Let's face it, Brooklyn wasn't competing for a playoff spot even if Jack stayed healthy the entire season, but losing Jack put the Nets in a spot where they turned from a mediocre team to an atrocious team.

At the time of his injury, Jack led the 10-23 Nets in assists with 7.3 per game and he was third on the team in scoring at 12.8 points per game. The Nets only managed to get 11 more wins on the season without their leader Jack on the floor.

Jack isn't a prototypical starting point guard, but he was thrown into the job and did his best until having his season was cut short. Jack is best known for coach-like leadership skills and ability to produce coming off of the bench.

Jack is respected in the Nets locker room and loved by his teammates, but the odds of Jack being in a Nets uniform next season are slim to none.

The Nets have a team option that they can exercise or they can let Jack go and pay him the guaranteed money on his contract. This decision seems a no-brainer. If the Nets exercise their team option on Jack, they will owe him $6.3 million and if they decide to let him go, all they have to pay him is $500,000 and wish him well.

The decision on the team option might have been debatable if Jack had stayed healthy, but Jack is 32 years old coming off a major knee injury, his first  in the NBA. So the decision will likely be a relatively easy one.
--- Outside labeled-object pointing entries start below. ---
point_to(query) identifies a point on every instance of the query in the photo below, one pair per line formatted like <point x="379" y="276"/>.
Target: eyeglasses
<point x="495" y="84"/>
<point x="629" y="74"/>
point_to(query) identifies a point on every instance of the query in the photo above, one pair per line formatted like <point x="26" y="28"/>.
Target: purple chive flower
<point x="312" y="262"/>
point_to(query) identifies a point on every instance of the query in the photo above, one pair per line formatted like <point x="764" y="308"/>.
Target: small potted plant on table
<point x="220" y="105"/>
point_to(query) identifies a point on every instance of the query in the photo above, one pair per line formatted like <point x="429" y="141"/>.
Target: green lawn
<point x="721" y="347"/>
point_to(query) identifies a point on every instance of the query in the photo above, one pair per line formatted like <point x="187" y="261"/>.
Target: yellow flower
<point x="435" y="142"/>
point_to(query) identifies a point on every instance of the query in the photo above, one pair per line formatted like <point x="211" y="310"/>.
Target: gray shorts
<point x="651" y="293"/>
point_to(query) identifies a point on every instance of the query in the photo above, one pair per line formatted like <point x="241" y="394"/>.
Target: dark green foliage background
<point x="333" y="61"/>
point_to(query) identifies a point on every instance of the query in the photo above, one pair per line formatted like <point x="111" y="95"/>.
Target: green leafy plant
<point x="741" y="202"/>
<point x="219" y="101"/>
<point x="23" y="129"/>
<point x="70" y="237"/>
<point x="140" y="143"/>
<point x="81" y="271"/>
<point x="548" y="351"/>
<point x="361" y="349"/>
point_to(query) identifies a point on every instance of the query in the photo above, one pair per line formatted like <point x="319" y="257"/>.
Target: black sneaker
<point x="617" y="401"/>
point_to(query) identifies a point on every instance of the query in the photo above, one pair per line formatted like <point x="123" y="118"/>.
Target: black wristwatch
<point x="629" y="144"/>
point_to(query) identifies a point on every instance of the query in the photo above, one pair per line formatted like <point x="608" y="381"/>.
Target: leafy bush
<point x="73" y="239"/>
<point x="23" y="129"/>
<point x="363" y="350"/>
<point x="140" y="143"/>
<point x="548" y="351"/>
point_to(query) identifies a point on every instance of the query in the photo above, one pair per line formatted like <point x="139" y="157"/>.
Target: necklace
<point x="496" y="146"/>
The Nets have until June 30th to decide on their team option.  The Nets point guard situation remains a question mark, but it seems almost 100 percent certain that Jack won't be back with the Nets.

Jack will certainly be missed. He's one of the good guys around the NBA.  He always gets votes for the player most likely to coach after he unties his sneakers for the last time.

Even John Schuhmann of NBA.com, his biggest critic in the media, wrote this about him when Deron Williams was bought out.

"Jack isn’t on Williams’ level as a point guard, but Williams isn’t on Jack’s level as a leader," wrote Schuhmann.

Jack's leadership has not only had a positive impact in the Nets locker room, but reigning league MVP and NBA champion Stephen Curry called his former teammate Jack the best leader he's ever played with.

At his MVP acceptance speech last year, Curry was asked which leader he learned the most from, Curry stated, "Jarrett Jack had a big influence on me here[in Golden State]."

It won't be long before Jack will get a seat on someone's bench.  Wouldn't be the worst thing if that bench was in Brooklyn.